Gold climbed to near a three-week high Wednesday as the U.S. dollar weakened following President Donald Trump’s announcement of a temporary ceasefire with Iran, triggering a swift and broad repricing across commodity and currency markets.

Spot gold rose 2.0% to $4,801.35 an ounce, while U.S. gold futures for June delivery advanced 3.1% to $4,828.55 — a notable reversal for a metal that had been under sustained pressure throughout the prior month as surging oil prices stoked inflation fears and pushed expectations for Federal Reserve rate cuts further into the future.

The ceasefire, brokered through last-minute Pakistani diplomacy, commits Iran to ensuring safe passage through the Strait of Hormuz — the narrow waterway through which roughly 20% of global oil flows — during a two-week suspension of U.S. military action.

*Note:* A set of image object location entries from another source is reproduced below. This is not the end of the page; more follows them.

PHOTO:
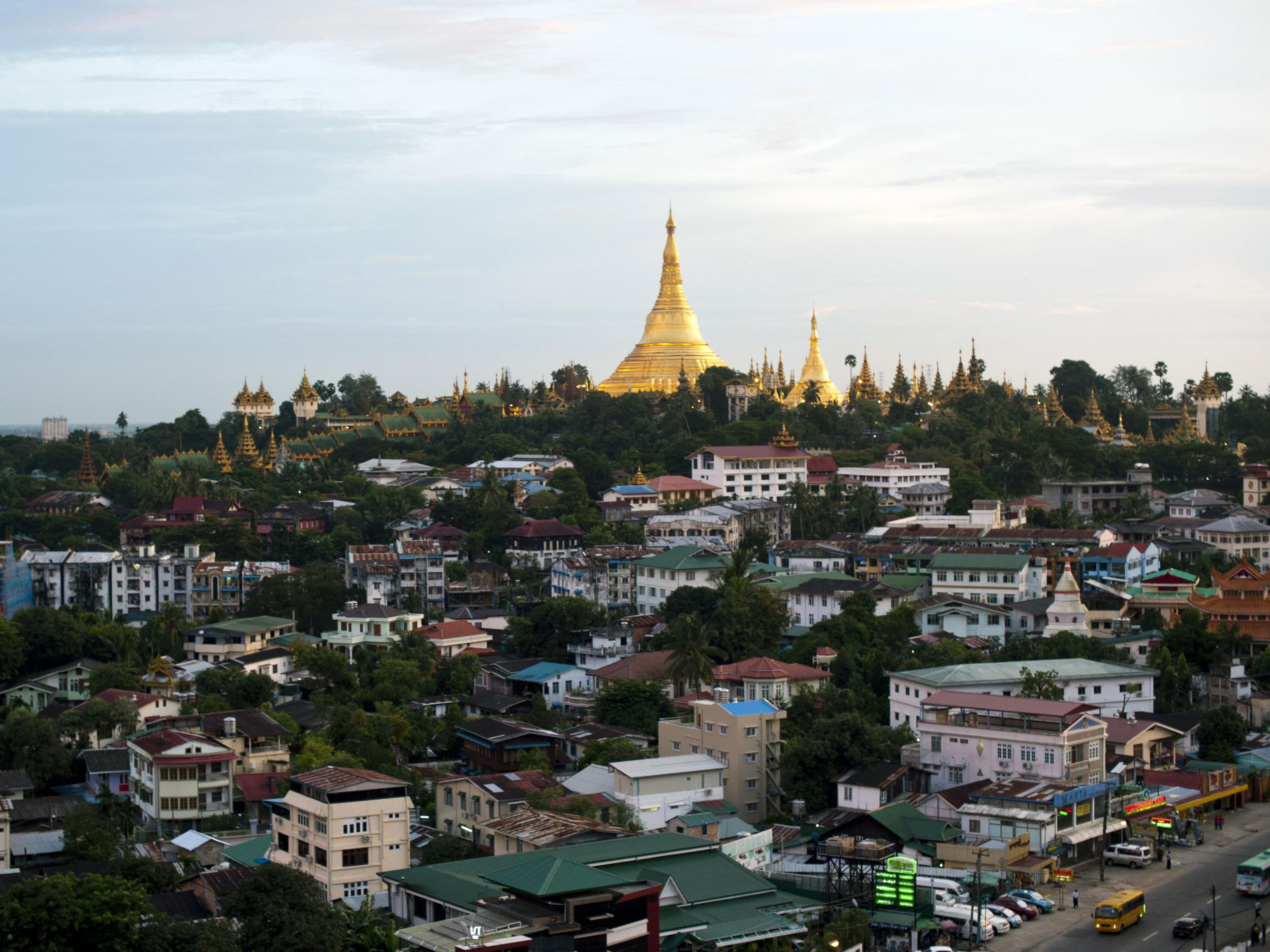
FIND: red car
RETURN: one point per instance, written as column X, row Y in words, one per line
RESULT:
column 1018, row 905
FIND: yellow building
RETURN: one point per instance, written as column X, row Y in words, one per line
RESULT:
column 671, row 341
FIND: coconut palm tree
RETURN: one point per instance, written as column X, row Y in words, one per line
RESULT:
column 692, row 656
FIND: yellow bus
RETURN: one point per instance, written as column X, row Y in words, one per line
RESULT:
column 1119, row 910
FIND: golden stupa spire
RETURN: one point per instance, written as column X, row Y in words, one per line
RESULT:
column 220, row 456
column 671, row 337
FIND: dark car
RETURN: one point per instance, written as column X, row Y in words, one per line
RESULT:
column 1024, row 909
column 1188, row 928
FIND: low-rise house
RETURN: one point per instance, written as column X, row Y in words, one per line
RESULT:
column 527, row 831
column 746, row 738
column 1109, row 686
column 967, row 737
column 880, row 783
column 497, row 744
column 179, row 780
column 346, row 828
column 465, row 805
column 220, row 641
column 662, row 787
column 1062, row 819
column 768, row 679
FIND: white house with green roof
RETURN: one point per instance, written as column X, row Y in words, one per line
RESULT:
column 658, row 577
column 1110, row 686
column 994, row 579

Oil prices plunged more than 15% on the news, and the U.S. dollar index fell in tandem, making bullion cheaper for holders of other currencies and providing an immediate technical tailwind for gold.

The metal’s rally carries an element of irony. Gold had paradoxically struggled during the war’s most acute phase, as the energy-driven inflation surge it triggered led markets to price in a more restrictive Federal Reserve stance for longer. Gold tends to underperform in elevated interest rate environments, and the combination of rising crude prices and fading rate-cut expectations had weighed heavily on the metal even as geopolitical risk spiked. Wednesday’s move reflected a rapid unwinding of that dynamic — oil down sharply, rate-cut wagers reviving, dollar softening, and gold reclaiming lost ground in a single session.

The durability of the rally, however, rests on uncertain foundations. Market participants are now looking ahead to Friday’s U.S. March consumer price index report, which is expected to provide one of the first concrete readings of the inflationary damage inflicted by weeks of elevated energy costs. Economists anticipate headline inflation accelerated on a monthly basis, driven primarily by higher fuel costs — a figure that, if it surprises to the upside, could complicate the Fed’s policy calculus and temper enthusiasm for further rate-cut bets regardless of what happens in the Gulf.

For now, gold is trading the ceasefire as a turning point. Whether Friday’s inflation data confirms that narrative or complicates it will determine whether Wednesday’s surge marks the beginning of a sustained recovery or simply a relief rally in a metal still caught between geopolitical risk and monetary policy crosscurrents.